先週22日の中央競馬でも、午前中から密かに「ある流れ」が起こっていた。それは、川田将雅騎手が中京1Rからパーフェクト連対を記録し……もそうだが、特に目立っていたのは「芦毛馬」の活躍だ。
実はこの日、メインレースが始まる前までに芦毛馬が中山で3勝、小倉・中京でもそれぞれ1勝ずつを挙げるなど、ちょっとした「芦毛フィーバー」が巻き起こっていた。AJCC(G2)で単勝1.8倍に推された芦毛のガイアフォースにとっても、レース前から絶好の「流れ」だったといえるだろう。
しかし、結果は5着と人気を裏切る形に……。芦毛馬の好調に目を付けて、大本命馬の勝利を疑わなかったファンもいたかもしれない。
レース後には鞍上のC.ルメール騎手が「休み明けで速い脚が使えませんでした」と敗因を述べていたが、昨年には同舞台のセントライト記念(G2)を快勝しているガイアフォースだけに、少々不可解な敗戦にも映った。
30年続くAJCC(G2)の負の連鎖は避けられず
ただその一方で、長年続いているAJCCの「ある流れ」を把握していれば、ガイアフォースの凡走も事前に察知することが出来た可能性がある。
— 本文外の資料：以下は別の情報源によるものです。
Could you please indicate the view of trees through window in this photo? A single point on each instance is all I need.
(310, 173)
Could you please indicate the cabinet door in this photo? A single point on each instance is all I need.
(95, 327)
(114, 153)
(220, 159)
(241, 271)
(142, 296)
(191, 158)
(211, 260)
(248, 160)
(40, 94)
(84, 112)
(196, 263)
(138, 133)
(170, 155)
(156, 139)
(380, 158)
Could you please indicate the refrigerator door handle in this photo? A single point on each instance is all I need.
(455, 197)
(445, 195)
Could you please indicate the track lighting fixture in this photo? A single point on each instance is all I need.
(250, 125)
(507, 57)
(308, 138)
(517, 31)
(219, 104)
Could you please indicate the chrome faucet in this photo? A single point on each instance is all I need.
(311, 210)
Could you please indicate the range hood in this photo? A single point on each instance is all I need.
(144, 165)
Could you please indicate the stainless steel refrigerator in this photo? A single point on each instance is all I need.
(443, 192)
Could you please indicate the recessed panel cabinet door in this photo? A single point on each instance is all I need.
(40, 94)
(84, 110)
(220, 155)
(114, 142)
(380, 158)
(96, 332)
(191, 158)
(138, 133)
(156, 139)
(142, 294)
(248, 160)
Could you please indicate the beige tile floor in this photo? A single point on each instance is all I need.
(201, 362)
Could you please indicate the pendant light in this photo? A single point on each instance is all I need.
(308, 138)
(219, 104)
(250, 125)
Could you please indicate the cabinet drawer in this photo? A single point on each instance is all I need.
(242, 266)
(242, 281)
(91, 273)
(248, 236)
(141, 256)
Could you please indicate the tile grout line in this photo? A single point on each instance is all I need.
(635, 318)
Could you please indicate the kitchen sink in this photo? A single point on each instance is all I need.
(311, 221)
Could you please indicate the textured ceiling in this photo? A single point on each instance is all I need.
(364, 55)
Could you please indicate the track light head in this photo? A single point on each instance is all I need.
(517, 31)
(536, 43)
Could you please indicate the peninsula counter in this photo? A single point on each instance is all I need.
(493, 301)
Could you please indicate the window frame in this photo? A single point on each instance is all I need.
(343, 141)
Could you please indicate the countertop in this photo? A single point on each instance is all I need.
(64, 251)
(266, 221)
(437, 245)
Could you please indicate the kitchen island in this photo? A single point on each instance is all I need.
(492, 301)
というのも、過去の歴史を振り返ると、芦毛馬にとってAJCCは、鬼門ともいえるレースだからである。
近20年(2003年~2020年)でみても、同レースの芦毛馬の成績は「0-0-1-10/11」と苦戦傾向。2010年には皐月賞馬のキャプテントゥーレが1番人気で11着と大敗し、2015年にはG1を6勝したあのゴールドシップでさえ、単勝1.3倍の大本命に推されながら7着に屈した例がある。
また、芦毛馬の優勝は1993年のホワイトストーンが最後なのだから、実に30年近く負の連鎖が続いていることにもなる。一般的に「芦毛は夏に強い」といった競馬の格言もあるが、冬は苦手だったりするのだろうか。いずれにせよ、当日の芦毛フィーバーだけを見れば、今回こそ歴史を覆す絶好のチャンスだったが、長年続く“芦毛馬不振のジンクス”に跳ね返される結果となった。
かといって、そもそも芦毛馬が冬を苦手とするなら、フィーバーを論ずるのもおかしな話である。今回の芦毛馬の好走も偶然続いただけだろう。とはいえ、AJCCというレースに限っては30年もの間、結果的に芦毛馬が勝ってないという事実があったことは、来年も頭の片隅に入れておいてもよさそうだ。